BAR1

Birth Date: October 13, 2010
Origin of Name: Short for Black Acrylic Robot 1

BAR1 was created for the Silicon Valley Home Brew Robotics Club (HBRC) TableBot Challenge. The goal of the TableBot Challenge was to push a block into a goal without running off the table. To me, the interesting part of the challenge was navigating around the table, so I concentrated on developing a dead reckoning algorithm.

Components
BAR1 consists of

  • Internals of a Chumby One minus speaker. The ARM processor of the Chumby is the brains of the robot.
  • Design Peripherals BaseBoard peripheral controller. On BAR1, the BaseBoard controls the motors and handles communications with the sensors, such as PING sensors and wheel encoders.
  • TAP Plastics 3/16 inch Black Acrylic.
  • Wheel assemblies from a Neato XV-11 Robotic Vacuum Cleaner.
  • Pololu 3.5 A 5V Step-Down Voltage Regulator D15V35F5S3.
  • Pololu Motor Driver TB6612FNG.
  • Pololu Carrier with Sharp GP2Y0D805Z0F Digital Distance Sensor 5cm. These sensors are used as cliff detectors.
  • Parallax Ping))) Ultrasonic Sensors. These sensors are used for object detection.
  • 8 AA Eneloop NiMh batteries which power the electronics and the motors.

Details
To know where he needs to go, BAR1 first tries to figure out where he is on the surface of the table. He does this by finding the edges of the table. To find the first edge, BAR1 moves forward until his IR sensors detect an edge of the table. Next, he aligns his two IR sensors with the edge of the table. After squaring up against the first edge, BAR1 turns 180 degrees and tries to find another edge. He then turns 90 degrees to find the third edge, turns 180 degrees to find the fourth edge, turns 180 degrees, and stops in the center of the table, as shown in the following video:

While most robots in the TableBot Challenge turned away from the table edge, BAR1 turns into an edge so that he can orient himself perpendicular to the edge, as shown in the following slow motion video:

The wheel assemblies were graciously handed out by the Neato engineering team at the September 2010 HBRC meeting. For information about the Neato wheels, see my article Using Neato XV-11 Wheels on a Table Top Robot. Each event on the Neato wheel encoders represents 0.8 mm of travel, which is accurate enough for dead reckoning. However, I used data from only one wheel encoder. Because the wheel motors run at slightly different speeds, BAR1 sometimes veers left or right. I was able to partially compensate by running the right motor at a constant percentage (about 98.5%) of the speed of the left motor. This worked well if I the left motor ran at full speed. Unfortunately, the percentage is not constant: it varies with temperature (due to changing viscosity of the gear lubricant), amount of the wear on the gears, and even the speed of the motors. This means it’s almost impossible for BAR1 to travel in a straight line when using just one wheel encoder.

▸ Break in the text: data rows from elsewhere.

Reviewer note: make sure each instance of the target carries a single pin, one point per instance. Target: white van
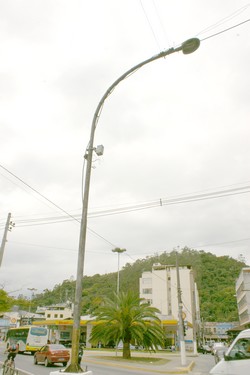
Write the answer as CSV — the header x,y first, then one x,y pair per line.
x,y
236,360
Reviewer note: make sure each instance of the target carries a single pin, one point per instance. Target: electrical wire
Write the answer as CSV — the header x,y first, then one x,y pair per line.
x,y
137,207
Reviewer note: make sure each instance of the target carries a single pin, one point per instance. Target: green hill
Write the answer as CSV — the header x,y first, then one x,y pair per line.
x,y
215,277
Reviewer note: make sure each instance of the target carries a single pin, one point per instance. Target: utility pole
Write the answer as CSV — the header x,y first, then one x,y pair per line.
x,y
118,251
8,226
180,316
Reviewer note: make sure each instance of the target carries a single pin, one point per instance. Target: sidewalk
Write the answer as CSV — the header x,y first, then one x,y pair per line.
x,y
169,363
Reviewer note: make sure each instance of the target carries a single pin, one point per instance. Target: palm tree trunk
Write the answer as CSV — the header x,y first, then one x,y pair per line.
x,y
126,354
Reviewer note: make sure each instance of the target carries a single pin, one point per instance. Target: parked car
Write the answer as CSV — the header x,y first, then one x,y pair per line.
x,y
219,353
236,359
204,349
52,353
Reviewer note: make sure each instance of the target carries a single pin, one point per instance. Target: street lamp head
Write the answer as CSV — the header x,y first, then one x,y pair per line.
x,y
190,46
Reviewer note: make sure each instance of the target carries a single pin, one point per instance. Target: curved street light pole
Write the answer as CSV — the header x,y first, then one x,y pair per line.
x,y
187,47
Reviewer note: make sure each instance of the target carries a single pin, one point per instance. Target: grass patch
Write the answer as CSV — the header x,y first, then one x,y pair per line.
x,y
146,360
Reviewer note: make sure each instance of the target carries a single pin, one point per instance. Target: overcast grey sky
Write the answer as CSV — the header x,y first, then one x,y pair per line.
x,y
179,127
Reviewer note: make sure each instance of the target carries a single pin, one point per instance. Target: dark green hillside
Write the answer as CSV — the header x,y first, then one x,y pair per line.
x,y
215,277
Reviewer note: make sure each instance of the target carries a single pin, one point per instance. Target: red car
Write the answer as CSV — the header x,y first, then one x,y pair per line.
x,y
52,353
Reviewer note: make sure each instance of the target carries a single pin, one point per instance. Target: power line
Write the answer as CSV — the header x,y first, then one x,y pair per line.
x,y
136,207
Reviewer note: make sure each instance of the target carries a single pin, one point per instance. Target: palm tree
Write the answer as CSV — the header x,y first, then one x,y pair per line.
x,y
129,319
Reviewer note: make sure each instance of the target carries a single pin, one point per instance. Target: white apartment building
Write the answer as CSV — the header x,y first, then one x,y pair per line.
x,y
57,311
159,288
243,296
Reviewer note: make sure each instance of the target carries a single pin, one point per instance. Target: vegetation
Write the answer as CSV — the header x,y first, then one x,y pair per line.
x,y
6,302
215,277
130,320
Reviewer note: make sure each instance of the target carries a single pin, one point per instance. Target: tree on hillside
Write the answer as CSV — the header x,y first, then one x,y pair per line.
x,y
129,319
6,302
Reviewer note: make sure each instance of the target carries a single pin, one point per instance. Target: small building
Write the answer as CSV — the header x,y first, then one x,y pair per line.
x,y
159,287
243,297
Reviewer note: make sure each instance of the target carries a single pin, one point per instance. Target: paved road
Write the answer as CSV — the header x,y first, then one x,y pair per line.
x,y
101,363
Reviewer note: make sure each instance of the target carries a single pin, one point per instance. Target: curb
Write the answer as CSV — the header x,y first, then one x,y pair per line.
x,y
176,370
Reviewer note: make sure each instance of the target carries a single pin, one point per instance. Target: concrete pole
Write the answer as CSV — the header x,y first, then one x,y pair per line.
x,y
187,47
4,239
181,332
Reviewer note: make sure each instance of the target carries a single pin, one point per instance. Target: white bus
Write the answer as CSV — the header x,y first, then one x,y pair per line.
x,y
29,338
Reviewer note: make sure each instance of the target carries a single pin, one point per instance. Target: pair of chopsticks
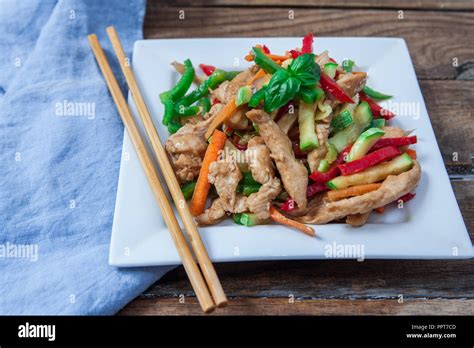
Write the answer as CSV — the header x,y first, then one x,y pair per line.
x,y
206,285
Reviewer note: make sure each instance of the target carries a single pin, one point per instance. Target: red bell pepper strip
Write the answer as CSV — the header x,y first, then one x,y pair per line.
x,y
321,178
407,197
376,109
289,205
311,191
341,158
330,86
307,44
401,141
295,54
369,160
207,69
283,110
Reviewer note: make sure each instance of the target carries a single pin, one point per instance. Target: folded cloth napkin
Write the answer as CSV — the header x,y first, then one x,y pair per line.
x,y
60,140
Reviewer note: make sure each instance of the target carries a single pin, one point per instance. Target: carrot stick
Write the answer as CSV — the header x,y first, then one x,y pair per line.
x,y
380,210
280,218
352,191
230,107
198,202
277,57
411,153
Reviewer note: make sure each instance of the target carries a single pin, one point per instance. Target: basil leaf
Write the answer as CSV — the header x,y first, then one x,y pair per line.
x,y
280,90
310,95
264,62
305,69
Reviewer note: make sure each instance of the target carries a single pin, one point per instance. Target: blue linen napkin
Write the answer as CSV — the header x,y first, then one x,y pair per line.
x,y
60,139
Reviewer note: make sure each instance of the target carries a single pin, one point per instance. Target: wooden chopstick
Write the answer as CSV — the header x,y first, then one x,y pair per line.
x,y
204,261
190,266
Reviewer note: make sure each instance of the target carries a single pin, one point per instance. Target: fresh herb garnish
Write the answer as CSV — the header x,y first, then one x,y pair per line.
x,y
280,90
302,75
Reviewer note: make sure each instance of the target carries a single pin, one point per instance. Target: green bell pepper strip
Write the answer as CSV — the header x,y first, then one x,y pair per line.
x,y
184,82
248,179
188,189
184,111
348,65
173,126
257,97
375,94
205,105
264,62
167,101
310,95
217,77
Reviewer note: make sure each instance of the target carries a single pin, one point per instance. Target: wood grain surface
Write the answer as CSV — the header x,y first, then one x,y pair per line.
x,y
435,39
281,306
438,33
444,5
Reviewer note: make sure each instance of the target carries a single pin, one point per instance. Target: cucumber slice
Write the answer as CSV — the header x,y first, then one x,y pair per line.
x,y
348,65
332,153
364,142
244,94
373,174
248,189
362,118
341,121
378,122
330,69
323,111
308,137
247,219
323,166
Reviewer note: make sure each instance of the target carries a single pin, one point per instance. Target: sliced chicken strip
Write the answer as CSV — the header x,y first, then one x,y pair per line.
x,y
238,120
357,220
212,215
259,202
260,163
395,186
316,155
352,83
225,176
293,173
187,146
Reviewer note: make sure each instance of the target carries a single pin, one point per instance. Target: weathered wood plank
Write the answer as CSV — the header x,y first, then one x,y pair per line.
x,y
395,4
434,38
450,105
464,191
282,306
339,279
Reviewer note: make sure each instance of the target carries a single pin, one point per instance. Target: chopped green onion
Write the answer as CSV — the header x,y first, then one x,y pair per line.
x,y
342,121
372,93
348,65
188,189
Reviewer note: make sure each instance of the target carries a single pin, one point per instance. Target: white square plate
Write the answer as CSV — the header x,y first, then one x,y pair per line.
x,y
430,226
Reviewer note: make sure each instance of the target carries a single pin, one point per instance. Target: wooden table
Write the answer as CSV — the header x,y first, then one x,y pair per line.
x,y
440,37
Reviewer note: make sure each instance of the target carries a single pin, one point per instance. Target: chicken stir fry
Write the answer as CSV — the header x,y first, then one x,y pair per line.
x,y
296,139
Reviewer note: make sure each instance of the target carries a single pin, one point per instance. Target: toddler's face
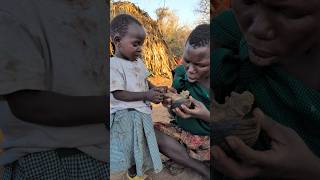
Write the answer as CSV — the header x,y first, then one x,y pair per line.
x,y
197,62
130,46
278,31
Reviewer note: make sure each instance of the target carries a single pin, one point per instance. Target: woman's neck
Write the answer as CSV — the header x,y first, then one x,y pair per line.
x,y
307,69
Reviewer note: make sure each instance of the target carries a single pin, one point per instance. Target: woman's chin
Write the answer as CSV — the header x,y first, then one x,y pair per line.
x,y
262,61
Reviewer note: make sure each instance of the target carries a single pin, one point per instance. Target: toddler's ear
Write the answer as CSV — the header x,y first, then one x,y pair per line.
x,y
116,39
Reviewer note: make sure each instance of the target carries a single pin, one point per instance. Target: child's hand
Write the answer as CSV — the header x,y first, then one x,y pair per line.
x,y
154,96
199,111
161,89
167,100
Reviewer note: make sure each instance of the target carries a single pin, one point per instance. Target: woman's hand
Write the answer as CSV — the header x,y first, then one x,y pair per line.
x,y
199,111
289,156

BAR1 can also detect the angle and distance of objects on the table. He begins the search for objects by turning in place 360 degrees. At approximately 1 degrees intervals, the distance data from each of the two front facing PING ultrasonic sensors is recorded. After completing the full revolution, the data is searched for the lowest numbers, which indicate the closest object. Each sensor records a slightly different angle because the sensors are spaced 15 cm apart. Averaging the angles from the left and right sensor produces the angle from the center of BAR1 to the object. Next, BAR1 rotates to the computed angle, travels the recorded distance, and stops, as shown in the following video:

Lessons Learned
Delivering enough power to the robot was a bigger problem than I expected. I started by using a 5 V power transistor that was rated at 1 A. The Chumby, BaseBoard, and sensors could boot up, but when the Chumby’s WiFi turned on, the transistor overheated and shut down. Putting a heat sink on the transistor helped a bit, but it still had problems with overheating. Eventually, I bought a $15 buck regulator from Pololu that could deliver 3 A consistently. That solved my power problem.

Next
I need to implement a PID loop to control wheel speed. Running one motor at a constant percentage of the other is good enough for a quick demo, but to travel in a truely straight line and take advantage of the accuracy of the Neato wheel encoders, BAR1 needs a closed feedback loop between the motor speed and wheel encoders.